A sloshed Joanna Lumley has been seen tottering around Kathmandu with a bottle of whisky in one hand and her Jimmy Choos in the other, to the bemusement the Nepalese people.
Lumley is revered as a heroine in the tiny mountainous state, having glamorously fronted a successful campaign to shame the government into granting Gurkha soldiers the right to settle in the UK, after they were deemed by tabloid editors to be too insufficiently pretty to be featured on their front pages.
"I am very happy to be here in India, darlings," slurred the actress, whose father used to order his Gurkha troops into certain death against the Japanese. "But they really should get some muscle-bound beefcake in to resurface these streets - because, you know, I seem to be falling rather over a lot."
Ms Lumley has already mistaken President Dr Ram Baran Yav for a waiter and asked him if he wouldn't mind topping up her glass, and told Prime Minister Madhav Kumar Nepal what a darling he is for living at number 42 with his batty grandmother.

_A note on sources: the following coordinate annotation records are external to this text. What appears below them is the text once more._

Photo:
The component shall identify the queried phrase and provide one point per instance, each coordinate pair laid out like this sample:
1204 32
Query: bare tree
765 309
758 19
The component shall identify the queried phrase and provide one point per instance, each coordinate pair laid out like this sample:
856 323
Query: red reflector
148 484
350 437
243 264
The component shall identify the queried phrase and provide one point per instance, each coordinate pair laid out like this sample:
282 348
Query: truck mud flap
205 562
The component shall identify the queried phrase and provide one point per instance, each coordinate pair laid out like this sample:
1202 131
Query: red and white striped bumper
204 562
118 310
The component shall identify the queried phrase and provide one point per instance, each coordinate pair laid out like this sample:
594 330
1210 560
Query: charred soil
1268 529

She later staggered into the British Embassy, spoke condescendingly to the receptionist and went to great lengths to impress upon the red-faced ambassador, Dr Andrew Hall, just how "fabulously spiritual" she felt, before wandering off to trip over a nearby war memorial.
"We are very happy that the great Joanna Lumley has graced our country with her divine presence, after fighting for our right to settle in the UK," said a retired Gurkha soldier. "But I must admit that this timely reminder of everyday British behaviour is giving me second thoughts."